Buntut Kasus Pemerkosaan Priguna, FK Unpad Perketat Seleksi Masuk PPDS
Dekan FK Unpad Yudi Hidayat mengatakan, nantinya para calon dokter PPDS akan menjalani psikotes hingga kejiwaan sebelum diterima.
Penerimaan calon mahasiswa Fakultas Kedokteran Universitas Padjadjaran (FK Unpad) untuk Program Pendidikan Dokter Spesialis (PPDS) bakal diperketat.
Hal tersebut merupakan antisipasi terjadinya peristiwa yang tidak diinginkan seperti kasus Priguna Anugerah Pratama.
Diketahui, Priguna Anugerah Pratama merupakan mantan peserta PPDS jurusan anestesi FK Unpad yang menjalani residensi di RS Hasan Sadikin Bandung.
Predikatnya sebagai dokter residen dicabut menyusul penetapan statusnya sebagai tersangka dalam kasus pemerkosaan kepada 3 orang perempuan di rumah sakit tersebut.
Dekan FK Unpad Yudi Hidayat mengatakan, nantinya para calon dokter PPDS akan menjalani psikotes hingga kejiwaan sebelum diterima. Itu untuk memastikan bahwa mereka tak mengidap penyimpangan seksual hingga gangguan.
"Nanti kami melibatkan psikolog, psikiater dan sebagainya. Jadi proses psikologis dulu, nanti mengarah ke klinik, baru ke psikiater, dan sebagainya," kata Yudi saat dijumpai wartawan di Gedung MCHC RSHS Bandung, Kamis (24/7).

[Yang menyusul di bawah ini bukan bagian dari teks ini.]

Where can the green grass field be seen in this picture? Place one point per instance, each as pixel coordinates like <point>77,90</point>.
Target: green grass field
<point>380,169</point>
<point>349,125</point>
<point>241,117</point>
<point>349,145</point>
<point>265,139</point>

"Yang jelas kami harus bisa mendeteksi orang mempunyai kelainan jiwa yang terseluruh, contohlah yang disebut bipolar," imbuh dia.
Yudi menyampaikan apabila dalam tes, terdeteksi calon peserta PPDS mengidap penyimpangan seksual, penolakan akan dilakukan sebagai langkah tegas.
"Karena bukan masalah apa-apa. Nanti masyarakat yang harus kami pikirkan," kata dia.
Sebelumnya, dalam kasus pemerkosaan di RS Hasan Sadikin Bandung, polisi menyampaikan bahwa ketiga korban terlebih dahulu dibius oleh Priguna.
Direktur Reserse Kriminal Umum (Dirreskrimum) Polda Jawa Barat Kombes Pol Surawan mengungkap Priguna terindikasi memiliki penyimpangan seksual yaitu semacam fetish atau ketertarikan tertentu kepada orang yang tidak berdaya.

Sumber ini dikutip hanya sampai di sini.